The government, led by the Movement Toward Socialism party, interpreted the refusal to end protests as evidence of a new coup attempt in the making, a replay of the instability that preceded Morales's ouster two years earlier. The repeal of the law, which should have been a victory for the opposition, instead became a waypoint in what both sides now framed as an existential struggle for control of the country. The question hanging over Bolivia was no longer about money laundering or informal workers—it was whether the government could survive the pressure, and whether the opposition would accept any concession short of a change in power.
Notable Quotes
Listening to the demands of the Bolivian people, we have decided to abrogate Law 1386 so that there is no pretext for continuing to wound, mistreat, and paralyze our economy.— President Luis Arce
The blockades have to keep intensifying. We are used to the government's lies.— Rómulo Calvo, Santa Cruz Civic Committee president
The Hearth Conversation Another angle on the story
Why did a law about money laundering spark nine days of national paralysis? That seems like a technical issue, not a street-level crisis.

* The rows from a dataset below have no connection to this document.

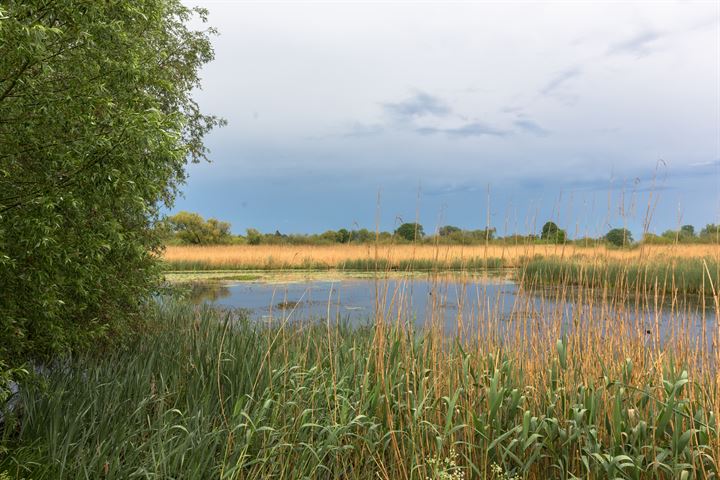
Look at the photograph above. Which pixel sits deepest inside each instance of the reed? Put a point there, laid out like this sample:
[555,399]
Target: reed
[687,275]
[207,394]
[370,257]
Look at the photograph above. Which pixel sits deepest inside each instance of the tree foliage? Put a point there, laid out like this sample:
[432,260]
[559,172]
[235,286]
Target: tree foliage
[552,233]
[410,231]
[619,237]
[192,229]
[96,126]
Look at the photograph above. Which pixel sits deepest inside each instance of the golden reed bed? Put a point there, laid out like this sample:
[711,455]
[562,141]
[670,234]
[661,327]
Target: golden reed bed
[336,255]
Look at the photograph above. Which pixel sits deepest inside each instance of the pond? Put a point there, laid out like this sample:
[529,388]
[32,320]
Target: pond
[455,303]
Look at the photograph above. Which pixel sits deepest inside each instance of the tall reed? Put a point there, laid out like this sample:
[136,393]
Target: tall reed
[206,394]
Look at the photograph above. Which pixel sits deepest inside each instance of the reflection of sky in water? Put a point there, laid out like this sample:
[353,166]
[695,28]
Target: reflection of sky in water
[471,304]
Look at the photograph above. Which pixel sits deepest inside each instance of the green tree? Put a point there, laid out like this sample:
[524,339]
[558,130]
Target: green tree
[191,228]
[448,230]
[711,232]
[552,233]
[253,236]
[619,237]
[410,231]
[97,123]
[687,231]
[343,235]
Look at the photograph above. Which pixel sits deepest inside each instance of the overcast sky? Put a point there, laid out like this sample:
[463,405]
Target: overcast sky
[350,114]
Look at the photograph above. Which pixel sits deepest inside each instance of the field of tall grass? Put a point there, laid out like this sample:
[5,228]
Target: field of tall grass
[604,393]
[402,257]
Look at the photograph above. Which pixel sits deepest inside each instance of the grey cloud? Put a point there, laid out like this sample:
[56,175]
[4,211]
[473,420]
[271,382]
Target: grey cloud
[715,163]
[531,127]
[639,45]
[417,106]
[364,130]
[559,79]
[451,189]
[473,129]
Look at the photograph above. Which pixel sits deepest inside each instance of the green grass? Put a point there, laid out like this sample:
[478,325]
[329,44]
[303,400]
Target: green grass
[204,396]
[681,275]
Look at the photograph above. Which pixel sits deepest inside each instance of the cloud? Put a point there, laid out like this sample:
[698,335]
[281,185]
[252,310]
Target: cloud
[450,189]
[558,80]
[715,163]
[422,104]
[639,45]
[531,127]
[358,129]
[473,129]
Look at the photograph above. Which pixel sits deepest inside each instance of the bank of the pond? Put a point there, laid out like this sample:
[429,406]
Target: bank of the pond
[206,396]
[695,276]
[357,265]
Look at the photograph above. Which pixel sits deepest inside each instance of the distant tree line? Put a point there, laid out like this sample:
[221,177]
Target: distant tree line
[187,228]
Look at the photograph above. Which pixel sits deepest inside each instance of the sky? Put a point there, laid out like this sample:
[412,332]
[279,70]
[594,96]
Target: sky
[595,115]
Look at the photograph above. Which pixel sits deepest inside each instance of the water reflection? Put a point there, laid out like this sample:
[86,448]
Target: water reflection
[210,292]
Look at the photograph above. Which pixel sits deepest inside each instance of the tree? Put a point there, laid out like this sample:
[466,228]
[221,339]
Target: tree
[619,237]
[711,232]
[254,237]
[191,228]
[448,230]
[97,123]
[410,231]
[551,232]
[343,236]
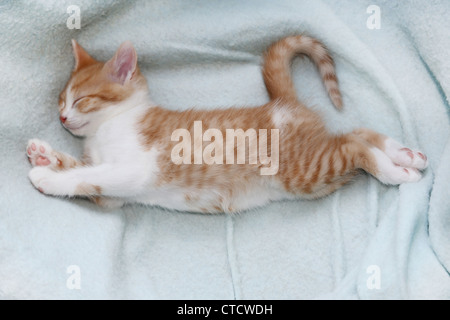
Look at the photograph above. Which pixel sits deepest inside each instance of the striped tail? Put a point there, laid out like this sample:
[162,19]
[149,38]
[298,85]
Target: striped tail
[276,70]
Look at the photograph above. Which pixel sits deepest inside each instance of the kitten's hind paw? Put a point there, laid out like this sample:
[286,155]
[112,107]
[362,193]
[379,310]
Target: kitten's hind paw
[40,153]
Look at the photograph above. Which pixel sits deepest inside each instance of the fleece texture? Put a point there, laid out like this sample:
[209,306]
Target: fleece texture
[366,241]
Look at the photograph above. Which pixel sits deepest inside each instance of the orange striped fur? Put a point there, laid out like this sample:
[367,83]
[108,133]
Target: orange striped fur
[312,161]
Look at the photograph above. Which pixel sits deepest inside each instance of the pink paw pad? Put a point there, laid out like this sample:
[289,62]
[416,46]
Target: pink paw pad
[39,153]
[408,152]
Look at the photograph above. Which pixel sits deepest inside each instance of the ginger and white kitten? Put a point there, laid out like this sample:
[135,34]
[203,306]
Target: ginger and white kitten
[127,155]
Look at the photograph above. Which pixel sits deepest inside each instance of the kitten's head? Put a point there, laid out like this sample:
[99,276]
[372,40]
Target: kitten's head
[96,90]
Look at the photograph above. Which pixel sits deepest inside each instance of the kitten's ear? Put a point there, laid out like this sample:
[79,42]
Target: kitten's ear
[122,66]
[82,58]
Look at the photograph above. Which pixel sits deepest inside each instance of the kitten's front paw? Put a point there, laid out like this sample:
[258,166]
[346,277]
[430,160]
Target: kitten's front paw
[40,153]
[49,182]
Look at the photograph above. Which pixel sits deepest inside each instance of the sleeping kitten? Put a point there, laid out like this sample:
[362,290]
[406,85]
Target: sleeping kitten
[131,143]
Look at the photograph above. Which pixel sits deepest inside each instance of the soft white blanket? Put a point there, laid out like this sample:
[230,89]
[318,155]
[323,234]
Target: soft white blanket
[365,241]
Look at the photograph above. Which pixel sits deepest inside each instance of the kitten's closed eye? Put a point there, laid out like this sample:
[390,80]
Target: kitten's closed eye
[76,101]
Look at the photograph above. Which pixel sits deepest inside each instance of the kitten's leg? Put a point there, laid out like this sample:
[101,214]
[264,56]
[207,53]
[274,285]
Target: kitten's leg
[367,156]
[41,154]
[104,180]
[398,153]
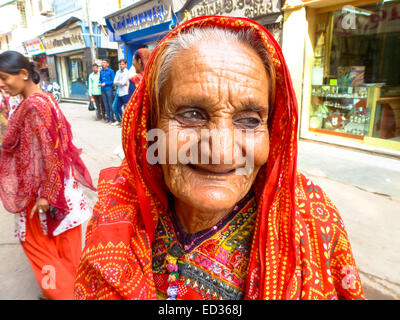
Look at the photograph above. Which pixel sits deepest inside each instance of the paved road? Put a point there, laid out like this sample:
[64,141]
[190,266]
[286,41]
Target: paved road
[363,187]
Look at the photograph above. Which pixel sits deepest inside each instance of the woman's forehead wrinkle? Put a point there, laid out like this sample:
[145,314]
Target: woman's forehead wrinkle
[212,76]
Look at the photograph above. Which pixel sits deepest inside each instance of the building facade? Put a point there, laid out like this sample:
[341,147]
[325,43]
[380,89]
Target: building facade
[344,61]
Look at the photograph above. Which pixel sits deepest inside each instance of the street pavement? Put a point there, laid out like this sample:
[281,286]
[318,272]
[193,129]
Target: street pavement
[364,187]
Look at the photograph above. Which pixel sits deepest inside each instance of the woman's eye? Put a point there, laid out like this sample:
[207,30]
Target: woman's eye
[191,115]
[250,122]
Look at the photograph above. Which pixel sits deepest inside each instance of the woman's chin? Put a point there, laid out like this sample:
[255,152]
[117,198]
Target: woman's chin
[212,199]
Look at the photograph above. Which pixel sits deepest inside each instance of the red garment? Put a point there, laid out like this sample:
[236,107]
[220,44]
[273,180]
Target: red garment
[37,154]
[300,249]
[54,260]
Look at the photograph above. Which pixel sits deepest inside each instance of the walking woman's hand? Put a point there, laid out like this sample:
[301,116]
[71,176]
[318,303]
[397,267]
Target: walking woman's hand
[42,205]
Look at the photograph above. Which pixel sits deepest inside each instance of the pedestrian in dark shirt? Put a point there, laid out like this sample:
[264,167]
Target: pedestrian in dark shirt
[106,82]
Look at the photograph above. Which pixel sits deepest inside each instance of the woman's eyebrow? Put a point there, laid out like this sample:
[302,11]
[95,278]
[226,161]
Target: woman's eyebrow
[254,106]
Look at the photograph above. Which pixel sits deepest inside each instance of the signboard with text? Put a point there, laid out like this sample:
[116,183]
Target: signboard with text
[64,40]
[234,8]
[141,17]
[34,47]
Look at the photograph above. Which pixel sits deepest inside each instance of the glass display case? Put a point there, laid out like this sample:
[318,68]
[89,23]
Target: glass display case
[343,110]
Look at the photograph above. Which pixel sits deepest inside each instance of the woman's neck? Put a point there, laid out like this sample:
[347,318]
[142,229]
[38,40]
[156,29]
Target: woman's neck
[193,220]
[30,89]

Because in Bolivia, informal work is everywhere—street vendors, small traders, people moving money through networks that don't touch banks. The law looked like it would drag all of them into financial surveillance, and they saw it as the government weaponizing bureaucracy against the poor.
But the government said it was targeting the wealthy and illegal flows. Why didn't people believe that?
Because the law allowed the president to change the rules by decree, without going back to Congress. In a country with a recent history of coups and power grabs, that kind of discretionary power reads as a threat, not a promise.
So the government repealed it. Shouldn't that have ended the protests?
It should have, but it didn't. The civic committees kept the blockades going, saying the law was never really the point—they were after something bigger. That's when you know a protest has shifted from a specific demand to a test of power.
What does the government think is happening now?
They see it as a coup attempt in slow motion, echoing 2019. They're filing sedition charges against opposition leaders. Both sides are now locked in a narrative about survival, not policy.
And the people caught in the middle?
Merchants who couldn't work, a campesino who died, dozens injured. The blockades don't distinguish between the powerful and the powerless.